Tout était sans doute dans le “pour le moment”, qui, diraient les mauvais esprits, trahissait une forme de déni de réalité. Quoique, ses fidèles y ont peut-être vu la marque de son éternel optimisme : “Emmanuel, c’est le mec qui sort avec 20 centimes du casino, convaincu qu’il va se refaire”, disent souvent de lui Alexis Kohler, son ancien secrétaire général et bras droit, ou Philippe Grangeon, son ex-conseiller spécial, à qui il parle toujours régulièrement.

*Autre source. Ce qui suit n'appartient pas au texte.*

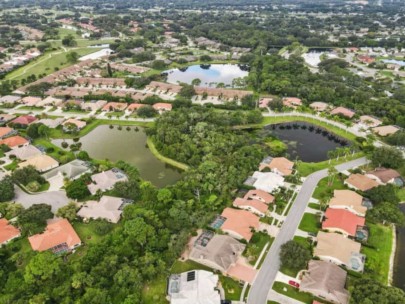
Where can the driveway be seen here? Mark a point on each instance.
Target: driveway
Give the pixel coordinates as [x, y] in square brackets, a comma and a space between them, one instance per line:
[264, 280]
[55, 199]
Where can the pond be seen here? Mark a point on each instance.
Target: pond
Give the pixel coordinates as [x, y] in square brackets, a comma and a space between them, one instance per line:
[399, 268]
[210, 74]
[129, 146]
[305, 141]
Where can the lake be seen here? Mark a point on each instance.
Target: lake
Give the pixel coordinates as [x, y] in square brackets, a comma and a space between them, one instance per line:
[129, 146]
[399, 268]
[305, 141]
[210, 74]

Le premier avait quelques doutes sur la décision de son chef, mais n’a pas cherché à l’empêcher. Le second, prévenu le jour même, lui avait fait porter un courrier dans la journée pour tenter de le dissuader.
Questions de temps
La suite du propos présidentiel de ce 31 décembre au soir ne fut pas moins révélatrice: “Si j’ai décidé de dissoudre, c’était pour vous redonner la parole, pour retrouver de la clarté et éviter l’immobilisme qui menaçait. Mais la lucidité commande de reconnaître qu’à cette heure, cette décision a apporté plus d’instabilité que de sérénité, et j’en prends toute ma part”.
Difficile de le dire plus clairement : pour le chef de l’Etat, qui, justifie-t-il, voulait avant tout “redonner la parole” aux Français, les torts sont… partagés. Après leur vote massif en faveur des extrêmes au soir du 9 juin (le RN, Reconquête et la France insoumise cumulaient 46% des voix), ces derniers – les électeurs, donc – ont conduit l’Assemblée nationale à une tripartition paralysante, et le pays tout entier dans l’inquiétude – “à cette heure” en tout cas.

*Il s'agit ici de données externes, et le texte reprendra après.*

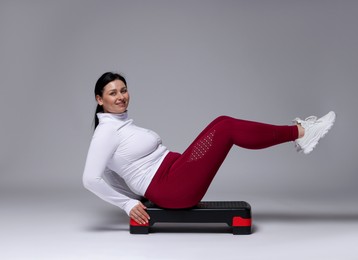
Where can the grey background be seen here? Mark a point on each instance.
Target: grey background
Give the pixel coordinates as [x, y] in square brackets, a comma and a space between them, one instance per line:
[186, 62]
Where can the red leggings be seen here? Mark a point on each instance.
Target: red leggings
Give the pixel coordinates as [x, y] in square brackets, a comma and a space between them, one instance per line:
[183, 179]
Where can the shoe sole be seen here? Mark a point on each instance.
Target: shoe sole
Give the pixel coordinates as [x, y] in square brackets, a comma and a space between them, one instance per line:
[314, 142]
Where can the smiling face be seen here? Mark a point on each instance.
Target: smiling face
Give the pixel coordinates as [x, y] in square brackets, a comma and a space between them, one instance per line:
[115, 97]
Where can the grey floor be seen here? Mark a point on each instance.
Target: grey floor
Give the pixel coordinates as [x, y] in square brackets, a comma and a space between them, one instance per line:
[65, 225]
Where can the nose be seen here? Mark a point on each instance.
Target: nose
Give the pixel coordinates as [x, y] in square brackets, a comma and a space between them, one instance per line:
[120, 95]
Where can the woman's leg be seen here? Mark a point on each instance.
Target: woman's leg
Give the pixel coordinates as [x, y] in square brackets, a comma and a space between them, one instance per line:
[182, 181]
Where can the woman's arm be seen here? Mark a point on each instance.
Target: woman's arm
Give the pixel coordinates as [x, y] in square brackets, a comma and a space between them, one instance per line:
[101, 149]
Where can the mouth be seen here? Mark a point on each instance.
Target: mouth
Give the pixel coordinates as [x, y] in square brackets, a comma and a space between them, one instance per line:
[121, 103]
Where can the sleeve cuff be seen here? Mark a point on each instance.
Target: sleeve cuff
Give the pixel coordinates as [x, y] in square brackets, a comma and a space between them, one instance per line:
[129, 205]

“Tout le monde lui a dit qu’il fallait battre sa coulpe”, explique a posteriori l’un de ses conseillers officieux. Le président aura donc fini par concéder ce semi-mea culpa, sans conviction profonde, pour la com.
Au début de ce mois de décembre 2024, le déni du président ne concerne d’ailleurs pas que la situation politique. Sa façon d’aborder la question des finances publiques interroge aussi, alors que la presse est en boucle depuis des semaines sur l’incroyable dérapage du déficit public depuis 2023, et que l’exécutif semble pieds et mains liés. “Ce qui me frappe au moment de la négo du budget, c’est que Macron continue à penser en dynamique“, confie à POLITICO un ancien ministre, remercié depuis. Comprendre : le chef de l’Etat, qui se veut toujours “agile”, réactif, comme le rappelle l’une de ses anciennes collaboratrices – les mauvaises langues diraient qu’il ne tranche jamais qu’au pied du mur – n’a pas encore complètement intégré qu’il ne tient plus les manettes.